In its hideous way, it's a marvelous example of Dawkins's concept of the extended phenotype. Genes are controlling the caterpillar to ensure their own perpetuation -- they just aren't the caterpillar's own genes.

there is no way a benevolent deity could create something like this.

We're fortunate that evolution didn't drive the point home by producing a parasitically-reproducing organism large enough to exploit humans in such a fashion (this is where the idea for the movie Alien came from).

Cyc said...

you are quite right, I've often marveled at nature for the various ways that genes have found ways to propagate themselves.

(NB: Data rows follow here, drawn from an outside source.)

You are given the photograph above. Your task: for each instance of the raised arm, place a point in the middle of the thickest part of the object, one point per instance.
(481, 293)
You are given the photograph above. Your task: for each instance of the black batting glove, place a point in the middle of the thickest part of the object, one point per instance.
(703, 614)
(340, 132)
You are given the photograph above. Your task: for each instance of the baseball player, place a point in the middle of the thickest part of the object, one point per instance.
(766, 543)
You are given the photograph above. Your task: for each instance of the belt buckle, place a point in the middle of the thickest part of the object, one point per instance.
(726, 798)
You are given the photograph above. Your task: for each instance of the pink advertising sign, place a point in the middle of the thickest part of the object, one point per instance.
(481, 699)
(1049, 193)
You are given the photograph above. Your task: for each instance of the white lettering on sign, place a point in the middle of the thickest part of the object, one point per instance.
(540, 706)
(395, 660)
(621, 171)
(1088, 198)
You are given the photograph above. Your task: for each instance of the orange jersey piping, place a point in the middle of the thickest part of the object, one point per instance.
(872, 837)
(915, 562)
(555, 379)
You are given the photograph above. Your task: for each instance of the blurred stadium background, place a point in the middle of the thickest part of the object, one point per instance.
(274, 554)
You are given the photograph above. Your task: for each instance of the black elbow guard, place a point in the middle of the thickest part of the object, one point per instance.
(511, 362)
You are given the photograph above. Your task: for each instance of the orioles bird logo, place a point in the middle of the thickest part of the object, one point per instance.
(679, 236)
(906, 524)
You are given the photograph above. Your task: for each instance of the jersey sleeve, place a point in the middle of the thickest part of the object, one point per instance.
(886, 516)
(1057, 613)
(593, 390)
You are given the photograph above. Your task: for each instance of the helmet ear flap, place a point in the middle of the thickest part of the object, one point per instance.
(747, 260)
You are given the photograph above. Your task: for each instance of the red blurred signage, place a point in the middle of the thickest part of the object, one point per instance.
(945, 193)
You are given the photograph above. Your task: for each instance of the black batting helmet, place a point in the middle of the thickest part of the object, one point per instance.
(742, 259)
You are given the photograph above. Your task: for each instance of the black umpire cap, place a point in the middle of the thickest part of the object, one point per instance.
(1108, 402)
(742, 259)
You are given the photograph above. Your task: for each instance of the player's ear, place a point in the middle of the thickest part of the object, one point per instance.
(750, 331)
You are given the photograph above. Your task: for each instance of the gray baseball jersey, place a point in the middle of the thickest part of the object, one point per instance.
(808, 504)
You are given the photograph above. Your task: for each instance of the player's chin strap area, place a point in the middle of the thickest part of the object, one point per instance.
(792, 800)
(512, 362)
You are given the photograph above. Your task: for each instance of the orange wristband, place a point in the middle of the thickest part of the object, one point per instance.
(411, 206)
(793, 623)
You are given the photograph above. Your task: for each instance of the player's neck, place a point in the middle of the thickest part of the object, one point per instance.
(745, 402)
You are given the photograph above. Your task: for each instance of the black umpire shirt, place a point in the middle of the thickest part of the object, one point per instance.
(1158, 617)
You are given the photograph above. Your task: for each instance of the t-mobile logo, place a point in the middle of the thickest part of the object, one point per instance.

Even in the most disturbing cases there is almost a beauty in the ingenuity. It is this constant variation to the extremes that has drawn me to the biological sciences for so long.

Toptenz Admin said...

I assume you read about this on because you are using an image from our site and our bandwidth to display it. It would be the right thing to do to give us credit. I assume you are a faithful reader and would like us to stick around. Sending us visitors helps us keep it going every week. Thanks for your help.

Cyc said...

Actually I had found out about it through the book Parasite Rex, by Carl Zimmer. I needed an image and yours was what I found. However if needed, I shall grab it elsewhere. I'm sorry for the confustion

rita said...

Wow! That was fascinating! Life in all it's forms and complexities never ceases to amaze. In fact it's humbling.